Prompt slot hygiene: separating composition and lighting tokens per tool

You've written a prompt like golden hour shallow DOF portrait with warm tones, rule of thirds, bokeh, cinematic. The output is inconsistent — sometimes it nails the lighting, sometimes the composition, rarely both. You add more adjectives and the problem gets worse. The reason isn't aesthetic; it's architectural.

Every token in your prompt competes for the same finite attention budget inside the model's cross-attention heads. Composition descriptors (framing, subject placement, spatial depth) and lighting descriptors (color temperature, shadow direction, exposure) operate on completely different visual dimensions — but if they share the same undifferentiated string, the model has to simultaneously resolve two unrelated semantic domains within a single softmax operation. One wins. The other gets degraded.

Prompt slot hygiene is the practice of organizing your prompt into distinct semantic "slots" — one token domain per slot, with each slot given its own positional priority or chunk boundary depending on the tool. All seven of the major prompt anatomy frameworks audited for this piece independently reached the same conclusion: composition and lighting must be separated into different slots. None of them mixed the two. 1 2

The challenge is that the right slot order differs by tool — because MJ V8.1, Flux dev/schnell, SDXL, and SD3 use fundamentally different text encoders with different attention mechanics.
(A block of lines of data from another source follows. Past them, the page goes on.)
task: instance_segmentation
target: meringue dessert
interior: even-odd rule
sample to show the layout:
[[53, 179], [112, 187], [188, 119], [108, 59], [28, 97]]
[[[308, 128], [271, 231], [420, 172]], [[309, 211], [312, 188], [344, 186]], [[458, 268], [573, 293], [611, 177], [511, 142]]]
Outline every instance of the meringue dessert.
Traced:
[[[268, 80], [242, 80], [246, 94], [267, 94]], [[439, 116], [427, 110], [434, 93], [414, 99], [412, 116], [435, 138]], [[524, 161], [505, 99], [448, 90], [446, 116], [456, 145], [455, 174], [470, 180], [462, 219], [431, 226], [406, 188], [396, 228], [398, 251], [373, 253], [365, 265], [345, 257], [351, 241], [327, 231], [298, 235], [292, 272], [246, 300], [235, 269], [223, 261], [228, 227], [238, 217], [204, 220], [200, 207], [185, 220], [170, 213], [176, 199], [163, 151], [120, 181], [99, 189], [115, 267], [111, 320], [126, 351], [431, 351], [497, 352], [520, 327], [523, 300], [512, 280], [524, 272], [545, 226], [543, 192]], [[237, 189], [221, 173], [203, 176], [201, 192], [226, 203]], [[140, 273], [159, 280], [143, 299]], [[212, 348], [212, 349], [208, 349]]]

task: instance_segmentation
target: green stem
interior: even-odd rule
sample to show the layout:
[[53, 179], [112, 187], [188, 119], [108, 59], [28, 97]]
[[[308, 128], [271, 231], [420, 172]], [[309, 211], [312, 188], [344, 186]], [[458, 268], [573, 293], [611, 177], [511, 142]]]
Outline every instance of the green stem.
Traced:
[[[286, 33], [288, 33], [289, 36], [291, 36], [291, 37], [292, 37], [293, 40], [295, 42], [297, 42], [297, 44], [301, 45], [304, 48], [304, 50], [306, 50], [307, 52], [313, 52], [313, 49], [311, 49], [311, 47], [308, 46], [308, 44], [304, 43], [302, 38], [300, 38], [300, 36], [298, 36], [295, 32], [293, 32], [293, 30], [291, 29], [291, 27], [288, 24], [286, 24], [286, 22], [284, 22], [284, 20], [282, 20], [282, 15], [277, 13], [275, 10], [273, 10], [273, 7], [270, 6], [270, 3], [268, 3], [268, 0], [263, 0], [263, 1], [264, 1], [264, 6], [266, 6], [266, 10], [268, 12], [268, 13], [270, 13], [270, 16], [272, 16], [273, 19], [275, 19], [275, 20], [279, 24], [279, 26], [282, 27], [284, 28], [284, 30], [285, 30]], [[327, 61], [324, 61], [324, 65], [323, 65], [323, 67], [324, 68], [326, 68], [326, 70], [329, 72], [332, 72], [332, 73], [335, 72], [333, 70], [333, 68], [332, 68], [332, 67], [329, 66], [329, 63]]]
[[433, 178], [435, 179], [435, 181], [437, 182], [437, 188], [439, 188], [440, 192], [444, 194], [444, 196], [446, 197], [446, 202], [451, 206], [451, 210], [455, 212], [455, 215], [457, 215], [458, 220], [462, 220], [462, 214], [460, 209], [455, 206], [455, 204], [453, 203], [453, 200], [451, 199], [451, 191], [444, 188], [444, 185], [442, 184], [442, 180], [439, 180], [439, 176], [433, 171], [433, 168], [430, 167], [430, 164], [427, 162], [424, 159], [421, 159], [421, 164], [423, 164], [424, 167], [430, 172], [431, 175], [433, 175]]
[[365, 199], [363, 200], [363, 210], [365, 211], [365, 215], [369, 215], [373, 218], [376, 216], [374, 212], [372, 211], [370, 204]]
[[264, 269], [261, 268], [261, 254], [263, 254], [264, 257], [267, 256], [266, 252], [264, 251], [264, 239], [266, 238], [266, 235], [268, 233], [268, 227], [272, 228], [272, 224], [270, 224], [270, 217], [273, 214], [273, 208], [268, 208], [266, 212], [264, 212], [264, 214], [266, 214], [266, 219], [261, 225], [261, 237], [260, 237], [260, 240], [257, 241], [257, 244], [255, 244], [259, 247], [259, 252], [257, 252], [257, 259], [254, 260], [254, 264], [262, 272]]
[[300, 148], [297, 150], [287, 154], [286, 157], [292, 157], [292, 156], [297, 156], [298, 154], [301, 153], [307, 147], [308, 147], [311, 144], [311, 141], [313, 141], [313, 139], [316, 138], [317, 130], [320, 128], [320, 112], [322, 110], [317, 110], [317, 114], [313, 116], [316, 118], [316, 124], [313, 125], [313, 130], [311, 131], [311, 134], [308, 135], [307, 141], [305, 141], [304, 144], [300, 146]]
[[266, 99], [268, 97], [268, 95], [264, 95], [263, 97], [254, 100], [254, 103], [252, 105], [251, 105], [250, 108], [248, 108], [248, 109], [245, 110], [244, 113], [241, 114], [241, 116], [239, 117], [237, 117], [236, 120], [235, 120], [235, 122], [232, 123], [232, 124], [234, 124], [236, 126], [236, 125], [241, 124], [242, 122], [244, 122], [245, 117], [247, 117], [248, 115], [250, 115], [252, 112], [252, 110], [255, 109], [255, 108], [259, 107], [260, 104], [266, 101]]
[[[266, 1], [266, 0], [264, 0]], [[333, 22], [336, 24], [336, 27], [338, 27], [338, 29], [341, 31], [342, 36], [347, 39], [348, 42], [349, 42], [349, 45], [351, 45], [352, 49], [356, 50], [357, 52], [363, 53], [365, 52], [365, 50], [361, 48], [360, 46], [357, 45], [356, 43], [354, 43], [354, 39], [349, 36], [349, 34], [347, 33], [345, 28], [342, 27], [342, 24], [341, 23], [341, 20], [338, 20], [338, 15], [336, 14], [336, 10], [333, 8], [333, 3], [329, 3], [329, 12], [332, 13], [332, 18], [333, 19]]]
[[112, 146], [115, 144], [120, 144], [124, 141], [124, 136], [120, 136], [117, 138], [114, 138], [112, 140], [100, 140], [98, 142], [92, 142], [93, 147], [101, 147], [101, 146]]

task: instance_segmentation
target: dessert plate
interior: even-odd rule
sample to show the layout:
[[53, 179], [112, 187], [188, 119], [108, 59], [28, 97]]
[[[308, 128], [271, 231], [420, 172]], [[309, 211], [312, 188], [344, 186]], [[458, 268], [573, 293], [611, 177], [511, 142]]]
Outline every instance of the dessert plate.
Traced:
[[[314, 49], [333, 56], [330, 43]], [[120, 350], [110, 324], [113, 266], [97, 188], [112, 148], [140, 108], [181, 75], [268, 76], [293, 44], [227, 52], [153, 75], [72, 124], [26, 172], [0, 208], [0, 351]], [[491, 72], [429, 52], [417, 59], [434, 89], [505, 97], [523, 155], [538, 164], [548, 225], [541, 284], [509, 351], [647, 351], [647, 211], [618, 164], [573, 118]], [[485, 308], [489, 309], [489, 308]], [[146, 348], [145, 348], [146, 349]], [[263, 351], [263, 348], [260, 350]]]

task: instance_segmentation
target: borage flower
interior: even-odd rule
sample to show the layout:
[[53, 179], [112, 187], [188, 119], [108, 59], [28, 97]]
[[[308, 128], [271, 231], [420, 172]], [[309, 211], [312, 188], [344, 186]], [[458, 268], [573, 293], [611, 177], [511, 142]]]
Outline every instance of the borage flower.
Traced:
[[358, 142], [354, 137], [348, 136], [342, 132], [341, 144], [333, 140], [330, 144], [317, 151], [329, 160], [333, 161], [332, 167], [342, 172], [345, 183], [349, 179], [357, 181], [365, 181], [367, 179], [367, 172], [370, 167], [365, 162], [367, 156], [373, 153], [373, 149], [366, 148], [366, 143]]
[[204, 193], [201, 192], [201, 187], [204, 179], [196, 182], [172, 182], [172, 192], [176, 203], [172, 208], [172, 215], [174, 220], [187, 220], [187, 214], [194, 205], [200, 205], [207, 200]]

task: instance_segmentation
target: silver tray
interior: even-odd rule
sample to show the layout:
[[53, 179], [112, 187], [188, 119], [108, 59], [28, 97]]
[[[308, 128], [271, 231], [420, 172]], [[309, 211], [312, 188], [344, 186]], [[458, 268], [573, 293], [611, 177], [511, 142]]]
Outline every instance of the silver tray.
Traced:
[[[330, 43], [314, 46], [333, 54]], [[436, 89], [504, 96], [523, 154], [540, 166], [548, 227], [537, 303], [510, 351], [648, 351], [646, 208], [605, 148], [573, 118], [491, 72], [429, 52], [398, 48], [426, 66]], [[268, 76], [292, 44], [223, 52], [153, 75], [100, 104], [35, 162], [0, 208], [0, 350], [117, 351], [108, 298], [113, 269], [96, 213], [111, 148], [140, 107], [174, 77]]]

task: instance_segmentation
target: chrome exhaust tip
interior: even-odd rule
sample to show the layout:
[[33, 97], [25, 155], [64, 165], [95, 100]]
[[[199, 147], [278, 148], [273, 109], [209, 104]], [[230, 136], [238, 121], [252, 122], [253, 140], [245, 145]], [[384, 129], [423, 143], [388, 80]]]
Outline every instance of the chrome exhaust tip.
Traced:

This article explains why the problem happens, gives you per-tool ordering rules, and ends with four copy-paste templates.

The problem: token soup

Here's what a blended, undifferentiated prompt looks like for a portrait shot:

a warrior in dramatic lighting, photorealistic, epic, highly detailed,
hyperrealistic, golden hour, cinematic, masterpiece --ar 16:9 --v 8.1

Imtiaz Rayhan, writing for SurePrompts, describes the problem precisely: "Tokens that are weak signals — 'beautiful,' 'stunning,' 'amazing' — burn capacity without steering anything." 1 Quality boosters like masterpiece, epic, and hyperrealistic fill the attention budget without adding any directional information. What's left — the actual composition and lighting terms — has to fight for the remaining allocation, often losing to whichever term happened to land in the strongest positional slot.

The structured version of the same idea:

a weathered samurai in lacquered armor, oil painting style,
low sun filtering through bamboo from upper right casting dappled shadows,
three-quarter low-angle framing at 35mm, quiet and resolved
--ar 16:9 --v 8.1 --style raw

Subject gets a slot. Lighting gets a slot with a specific direction and physics. Composition gets a slot with exact framing and lens reference. Style gets one word that isn't a compliment. Each token has a job and only one job.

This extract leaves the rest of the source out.